African migration could boost growth and positively transform the structure of the continent’s economy, according to UNCTAD’s 2018 Economic Development in Africa Report released Friday, June 1.
The report signed by Mukhisa Kituyi, the secretary-general of the United Nation Conference on Trade and Development, UNCTAD, reveals that no fewer than 17 million Africans left the continent in 2017 in search of greener pastures, while 19 million international migrants moved within Africa.
Africa is a migration destination for 5.5 million people who came from outside the continent, the report says.
According to Kituyi, “Population movements across borders often offer individuals a chance for a better life, with the social and economic benefits extending to both source and destination countries, as well as future generations.”

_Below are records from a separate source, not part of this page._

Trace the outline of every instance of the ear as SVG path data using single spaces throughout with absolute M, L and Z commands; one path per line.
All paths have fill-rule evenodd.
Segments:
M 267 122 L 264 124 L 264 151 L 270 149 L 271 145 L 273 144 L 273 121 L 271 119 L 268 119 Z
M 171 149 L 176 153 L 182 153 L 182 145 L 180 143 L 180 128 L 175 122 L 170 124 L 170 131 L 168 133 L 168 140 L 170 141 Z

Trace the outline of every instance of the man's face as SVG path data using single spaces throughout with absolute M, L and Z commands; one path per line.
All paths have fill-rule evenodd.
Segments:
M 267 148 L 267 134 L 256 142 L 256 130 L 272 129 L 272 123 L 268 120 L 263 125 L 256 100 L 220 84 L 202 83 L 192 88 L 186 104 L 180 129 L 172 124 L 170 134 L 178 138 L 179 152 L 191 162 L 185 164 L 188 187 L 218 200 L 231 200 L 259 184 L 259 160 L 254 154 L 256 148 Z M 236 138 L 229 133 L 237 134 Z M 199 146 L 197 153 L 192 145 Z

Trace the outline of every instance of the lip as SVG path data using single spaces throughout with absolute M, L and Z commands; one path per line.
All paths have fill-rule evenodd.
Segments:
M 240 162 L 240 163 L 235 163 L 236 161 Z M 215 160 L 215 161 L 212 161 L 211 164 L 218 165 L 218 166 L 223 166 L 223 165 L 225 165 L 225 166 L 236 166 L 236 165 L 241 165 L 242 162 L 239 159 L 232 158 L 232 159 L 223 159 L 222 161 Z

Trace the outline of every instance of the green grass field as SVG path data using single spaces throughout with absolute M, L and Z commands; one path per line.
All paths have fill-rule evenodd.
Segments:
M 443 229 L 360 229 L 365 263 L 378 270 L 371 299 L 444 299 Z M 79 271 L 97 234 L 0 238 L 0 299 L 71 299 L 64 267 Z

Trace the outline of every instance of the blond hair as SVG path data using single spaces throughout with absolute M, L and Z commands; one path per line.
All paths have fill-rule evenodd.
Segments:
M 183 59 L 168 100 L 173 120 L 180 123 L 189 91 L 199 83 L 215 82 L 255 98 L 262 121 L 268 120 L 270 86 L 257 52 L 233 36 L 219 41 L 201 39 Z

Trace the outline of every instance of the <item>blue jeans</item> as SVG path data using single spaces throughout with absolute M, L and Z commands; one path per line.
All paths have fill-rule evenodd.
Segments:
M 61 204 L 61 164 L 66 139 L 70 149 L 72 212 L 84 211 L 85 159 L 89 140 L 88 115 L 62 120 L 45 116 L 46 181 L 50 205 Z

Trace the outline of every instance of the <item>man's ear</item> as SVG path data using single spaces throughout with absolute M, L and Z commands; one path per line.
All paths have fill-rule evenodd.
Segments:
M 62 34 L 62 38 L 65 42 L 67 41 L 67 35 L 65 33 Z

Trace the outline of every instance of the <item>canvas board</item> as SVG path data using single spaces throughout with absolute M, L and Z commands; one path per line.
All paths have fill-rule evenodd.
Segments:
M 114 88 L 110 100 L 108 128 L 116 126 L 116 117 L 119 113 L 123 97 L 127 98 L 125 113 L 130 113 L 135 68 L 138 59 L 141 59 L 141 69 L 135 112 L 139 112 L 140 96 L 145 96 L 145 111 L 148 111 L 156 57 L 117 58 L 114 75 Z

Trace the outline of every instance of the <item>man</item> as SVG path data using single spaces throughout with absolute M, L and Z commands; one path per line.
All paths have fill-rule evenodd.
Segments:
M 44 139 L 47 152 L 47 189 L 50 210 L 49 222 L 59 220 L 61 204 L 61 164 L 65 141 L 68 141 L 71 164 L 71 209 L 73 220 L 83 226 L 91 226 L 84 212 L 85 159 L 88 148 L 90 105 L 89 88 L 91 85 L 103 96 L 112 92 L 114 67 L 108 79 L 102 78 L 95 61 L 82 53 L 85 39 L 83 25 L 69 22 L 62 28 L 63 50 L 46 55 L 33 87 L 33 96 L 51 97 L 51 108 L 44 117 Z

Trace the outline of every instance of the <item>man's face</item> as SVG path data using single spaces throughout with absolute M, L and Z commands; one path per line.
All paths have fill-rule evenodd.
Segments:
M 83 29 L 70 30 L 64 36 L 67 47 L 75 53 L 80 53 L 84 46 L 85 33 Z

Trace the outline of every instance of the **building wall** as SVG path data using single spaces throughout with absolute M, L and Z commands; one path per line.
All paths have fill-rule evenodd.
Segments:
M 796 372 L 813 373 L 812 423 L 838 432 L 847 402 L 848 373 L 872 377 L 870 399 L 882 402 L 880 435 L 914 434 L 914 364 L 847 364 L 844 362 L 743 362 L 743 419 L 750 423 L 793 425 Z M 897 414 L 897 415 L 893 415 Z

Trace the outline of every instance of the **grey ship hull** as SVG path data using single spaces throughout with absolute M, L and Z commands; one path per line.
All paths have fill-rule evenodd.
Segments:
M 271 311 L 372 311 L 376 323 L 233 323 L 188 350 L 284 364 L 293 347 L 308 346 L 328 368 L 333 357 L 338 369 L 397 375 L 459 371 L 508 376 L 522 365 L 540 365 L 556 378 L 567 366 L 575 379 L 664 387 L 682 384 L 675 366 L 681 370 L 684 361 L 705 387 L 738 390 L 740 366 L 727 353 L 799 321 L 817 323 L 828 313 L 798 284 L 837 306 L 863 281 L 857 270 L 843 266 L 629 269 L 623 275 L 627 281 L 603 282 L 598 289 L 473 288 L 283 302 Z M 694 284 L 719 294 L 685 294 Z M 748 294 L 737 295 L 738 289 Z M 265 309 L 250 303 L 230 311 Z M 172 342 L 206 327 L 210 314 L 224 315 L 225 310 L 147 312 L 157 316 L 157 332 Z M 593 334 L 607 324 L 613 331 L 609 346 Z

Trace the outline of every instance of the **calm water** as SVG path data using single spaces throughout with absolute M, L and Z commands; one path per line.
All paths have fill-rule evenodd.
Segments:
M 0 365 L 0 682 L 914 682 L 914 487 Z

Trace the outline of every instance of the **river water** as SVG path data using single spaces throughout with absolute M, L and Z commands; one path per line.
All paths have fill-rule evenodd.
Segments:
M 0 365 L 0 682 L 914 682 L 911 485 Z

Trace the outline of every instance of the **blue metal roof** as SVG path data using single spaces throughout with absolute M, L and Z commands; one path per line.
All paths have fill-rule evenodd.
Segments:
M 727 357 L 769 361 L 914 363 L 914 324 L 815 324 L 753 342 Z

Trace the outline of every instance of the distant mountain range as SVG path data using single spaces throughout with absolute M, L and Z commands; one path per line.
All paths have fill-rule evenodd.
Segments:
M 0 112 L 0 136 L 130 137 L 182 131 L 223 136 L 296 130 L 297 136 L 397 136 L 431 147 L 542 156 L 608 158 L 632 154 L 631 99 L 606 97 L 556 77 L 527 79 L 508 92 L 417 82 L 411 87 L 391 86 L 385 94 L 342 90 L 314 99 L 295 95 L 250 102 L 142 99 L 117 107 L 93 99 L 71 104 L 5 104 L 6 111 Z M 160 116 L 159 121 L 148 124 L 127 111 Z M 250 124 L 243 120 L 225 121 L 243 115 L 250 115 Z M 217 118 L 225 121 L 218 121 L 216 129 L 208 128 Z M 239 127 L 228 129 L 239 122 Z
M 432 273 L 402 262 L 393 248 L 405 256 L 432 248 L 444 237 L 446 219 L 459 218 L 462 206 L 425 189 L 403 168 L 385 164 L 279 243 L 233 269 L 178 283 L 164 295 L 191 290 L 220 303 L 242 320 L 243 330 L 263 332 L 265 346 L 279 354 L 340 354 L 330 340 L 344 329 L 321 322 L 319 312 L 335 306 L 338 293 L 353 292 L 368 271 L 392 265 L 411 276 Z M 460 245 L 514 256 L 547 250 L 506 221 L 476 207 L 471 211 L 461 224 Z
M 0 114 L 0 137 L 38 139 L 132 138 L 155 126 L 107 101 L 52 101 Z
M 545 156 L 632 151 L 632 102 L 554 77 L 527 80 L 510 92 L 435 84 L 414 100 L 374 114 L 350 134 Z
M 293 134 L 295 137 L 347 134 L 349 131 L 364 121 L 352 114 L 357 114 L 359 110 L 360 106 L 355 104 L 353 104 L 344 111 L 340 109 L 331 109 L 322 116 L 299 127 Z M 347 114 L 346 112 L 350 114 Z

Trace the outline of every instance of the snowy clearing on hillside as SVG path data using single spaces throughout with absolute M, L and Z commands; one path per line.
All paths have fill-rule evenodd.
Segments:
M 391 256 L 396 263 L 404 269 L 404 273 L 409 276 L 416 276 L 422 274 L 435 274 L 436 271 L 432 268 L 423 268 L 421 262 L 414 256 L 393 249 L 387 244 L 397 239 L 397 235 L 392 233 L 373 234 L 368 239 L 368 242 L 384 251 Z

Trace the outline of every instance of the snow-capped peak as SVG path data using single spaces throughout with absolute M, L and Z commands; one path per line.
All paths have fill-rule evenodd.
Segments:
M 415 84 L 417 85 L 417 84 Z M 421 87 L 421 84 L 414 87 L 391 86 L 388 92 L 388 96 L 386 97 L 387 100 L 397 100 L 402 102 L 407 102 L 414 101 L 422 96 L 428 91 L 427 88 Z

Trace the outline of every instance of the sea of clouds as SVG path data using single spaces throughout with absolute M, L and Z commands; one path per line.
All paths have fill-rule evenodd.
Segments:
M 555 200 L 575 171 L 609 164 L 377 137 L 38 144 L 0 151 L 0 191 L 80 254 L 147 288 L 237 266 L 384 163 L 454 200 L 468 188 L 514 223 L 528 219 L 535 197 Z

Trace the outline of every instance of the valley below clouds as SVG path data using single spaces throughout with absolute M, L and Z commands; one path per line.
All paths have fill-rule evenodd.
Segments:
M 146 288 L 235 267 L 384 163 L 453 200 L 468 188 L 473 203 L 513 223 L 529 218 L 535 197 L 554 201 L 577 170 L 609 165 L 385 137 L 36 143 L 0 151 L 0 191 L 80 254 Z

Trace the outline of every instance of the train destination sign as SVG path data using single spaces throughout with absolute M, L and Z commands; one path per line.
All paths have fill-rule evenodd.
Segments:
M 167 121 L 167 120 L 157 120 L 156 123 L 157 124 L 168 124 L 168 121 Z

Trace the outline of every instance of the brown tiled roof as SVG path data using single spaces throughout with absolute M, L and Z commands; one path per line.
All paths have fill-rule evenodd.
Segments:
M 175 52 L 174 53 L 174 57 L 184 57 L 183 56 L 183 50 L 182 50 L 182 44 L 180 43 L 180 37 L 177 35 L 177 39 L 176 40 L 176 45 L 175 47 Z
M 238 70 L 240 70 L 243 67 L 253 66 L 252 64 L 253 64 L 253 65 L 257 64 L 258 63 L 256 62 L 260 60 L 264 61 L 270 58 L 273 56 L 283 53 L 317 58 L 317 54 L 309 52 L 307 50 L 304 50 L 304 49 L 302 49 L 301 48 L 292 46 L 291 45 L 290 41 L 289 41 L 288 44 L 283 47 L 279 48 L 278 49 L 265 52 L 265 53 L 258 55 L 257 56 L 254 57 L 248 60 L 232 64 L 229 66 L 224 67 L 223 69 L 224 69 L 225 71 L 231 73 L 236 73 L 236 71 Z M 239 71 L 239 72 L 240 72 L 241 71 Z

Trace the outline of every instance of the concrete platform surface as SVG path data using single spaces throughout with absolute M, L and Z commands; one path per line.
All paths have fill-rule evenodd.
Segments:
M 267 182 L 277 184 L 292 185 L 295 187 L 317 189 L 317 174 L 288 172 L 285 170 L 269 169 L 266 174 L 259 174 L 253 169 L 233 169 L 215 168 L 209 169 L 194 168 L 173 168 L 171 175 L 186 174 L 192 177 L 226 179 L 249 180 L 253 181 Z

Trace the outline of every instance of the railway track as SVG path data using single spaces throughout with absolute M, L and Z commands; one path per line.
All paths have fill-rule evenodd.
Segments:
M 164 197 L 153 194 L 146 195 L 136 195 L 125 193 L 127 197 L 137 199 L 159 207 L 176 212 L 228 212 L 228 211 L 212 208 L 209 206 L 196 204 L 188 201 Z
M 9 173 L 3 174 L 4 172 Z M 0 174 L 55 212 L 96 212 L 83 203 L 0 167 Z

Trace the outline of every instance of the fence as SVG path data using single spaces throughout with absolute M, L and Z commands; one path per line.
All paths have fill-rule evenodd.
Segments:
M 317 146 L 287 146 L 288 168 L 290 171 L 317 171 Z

“Our analysis shows this to be true for millions of African migrants and their families. Yet much of the public discourse, particularly as it relates to international African migration, is rife with misconceptions that have become part of a divisive, misleading and harmful narrative.”
The new report, subtitled “Migration for Structural Transformation”, does much to counter this narrative. Historically and in line with established trends, the report says that most African migrants move within the continent.
The report follows the stories of Mamadou and Ramatoulaye from Senegal and Afwerki from Ethiopia. While they are fictional avatars for two different types of migrants – skilled and low-skilled – their stories illustrate the benefits and pitfalls that intra-Africa migration has for trade and development on the continent.
In 2017, the top five intra-African migration destinations (receiving countries in descending order) were South Africa, Cote d’Ivoire, Uganda, Nigeria, and Ethiopia (all exceeding 1 million migrants), the report shows.
Behind the numbers lies economic analysis that shows the net benefit of migration in Africa. The contribution of migrants to GDP was measured at 19 percent in Côte d’Ivoire (2008), 13 percent in Rwanda (2012), 9 percent in South Africa (2011) and 1 percent in Ghana (2010).
However, alongside the numbers of migrants moving and working within Africa, the continent also has some of the highest numbers of people forced from their homes due to conflict or natural disasters.
On top of the development gains lost at home, there is a significant economic and social burden faced by host countries, leaving many migrants dependent on international humanitarian aid, the report stated.
Meanwhile, remittance inflows from outside and within Africa rose on average from $38.4 billion (2005–2007), to $64.9 billion (2014–2016). These accounted for 51 percent of private capital flows in Africa in 2016, up from 42 percent in 2010.
This is why both intra and extra-continental migration are needed for supporting Africa’s structural transformation.
The report, according to Junior Davis, the lead author, provided evidence of the “intimate correlation” between migration and trade – two sides of the same coin.
“Africa is on the cusp of tremendous change,” he said, noting the recently agreed African Continental Free Trade Area and the Protocol on the Free Movement of Persons.
“In this context, the report contributes to a better understanding of the implications of intra-African migration for the continent’s socio-economic transformation,” Davis added.
The report’s analysis of the role of intra-continental migration in Africa’s development trajectory makes it a reference document that aims to assist in defining an African position in the Global Compact for Safe, Orderly and Regular Migration to be adopted in Marrakesh in December 2018.